Bertrand's Ballot Problem

Why it's beautiful: The answer is shockingly clean — just $(a - b)/(a + b)$ — and the proof uses a gorgeous geometric trick called the reflection principle: you count "bad" paths by reflecting them into "good" paths, creating a perfect bijection.

Problem

In an election, candidate A receives $a$ votes and candidate B receives $b$ votes, where $a > b$ .

The $a + b$ ballots are counted one by one in a uniformly random order.

What is the probability that A is strictly ahead of B throughout the entire counting process (i.e., at every point during the count, A has strictly more votes than B)?

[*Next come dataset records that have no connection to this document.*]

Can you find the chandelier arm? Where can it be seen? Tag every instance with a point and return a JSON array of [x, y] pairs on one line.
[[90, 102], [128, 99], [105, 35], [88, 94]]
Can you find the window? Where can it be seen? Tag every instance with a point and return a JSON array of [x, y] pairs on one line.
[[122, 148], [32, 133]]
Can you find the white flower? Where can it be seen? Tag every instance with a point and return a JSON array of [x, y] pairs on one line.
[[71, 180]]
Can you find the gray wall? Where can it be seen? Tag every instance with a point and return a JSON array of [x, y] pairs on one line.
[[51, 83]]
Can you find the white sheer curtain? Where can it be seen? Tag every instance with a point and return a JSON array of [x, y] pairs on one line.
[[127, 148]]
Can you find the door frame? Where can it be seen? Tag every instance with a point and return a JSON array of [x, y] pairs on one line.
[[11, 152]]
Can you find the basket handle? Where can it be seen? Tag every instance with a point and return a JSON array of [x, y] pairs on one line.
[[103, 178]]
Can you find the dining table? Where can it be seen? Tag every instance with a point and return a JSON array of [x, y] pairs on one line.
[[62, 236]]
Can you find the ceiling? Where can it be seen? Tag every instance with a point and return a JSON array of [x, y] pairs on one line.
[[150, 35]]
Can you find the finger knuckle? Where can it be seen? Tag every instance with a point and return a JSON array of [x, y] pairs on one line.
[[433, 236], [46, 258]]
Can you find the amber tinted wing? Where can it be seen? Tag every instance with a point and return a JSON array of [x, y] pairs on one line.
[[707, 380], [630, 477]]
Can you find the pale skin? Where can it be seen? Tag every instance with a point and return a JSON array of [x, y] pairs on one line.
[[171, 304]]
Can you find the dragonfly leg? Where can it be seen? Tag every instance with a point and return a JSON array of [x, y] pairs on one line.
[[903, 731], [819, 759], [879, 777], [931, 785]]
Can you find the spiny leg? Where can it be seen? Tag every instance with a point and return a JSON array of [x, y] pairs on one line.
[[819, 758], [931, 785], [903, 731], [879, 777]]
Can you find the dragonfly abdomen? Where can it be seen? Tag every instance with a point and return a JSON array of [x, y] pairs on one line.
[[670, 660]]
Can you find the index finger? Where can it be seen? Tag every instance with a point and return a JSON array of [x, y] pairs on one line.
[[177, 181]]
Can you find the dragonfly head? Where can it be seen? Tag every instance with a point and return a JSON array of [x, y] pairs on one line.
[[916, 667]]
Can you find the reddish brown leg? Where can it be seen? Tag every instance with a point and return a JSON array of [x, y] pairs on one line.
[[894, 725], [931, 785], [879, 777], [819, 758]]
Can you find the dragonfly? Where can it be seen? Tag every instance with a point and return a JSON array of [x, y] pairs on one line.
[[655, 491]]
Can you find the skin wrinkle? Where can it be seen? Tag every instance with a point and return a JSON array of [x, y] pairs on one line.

Hint: Think about counting paths on a grid. Each vote for A is a step right (+1), each vote for B is a step left (-1). You want paths from 0 to $a - b$ that never touch 0 after the start.

Answer: Bertrand's Ballot Problem

Answer: $\dfrac{a - b}{a + b}$

Step 1: Think of votes as a path

Imagine drawing a graph as you count votes one by one:

Vote for A → move up (+1)
Vote for B → move down (−1)

You start at height 0 and end at height $a - b$ (since A wins by $a - b$ votes).

We want: the path never touches or goes below 0 after the very first step.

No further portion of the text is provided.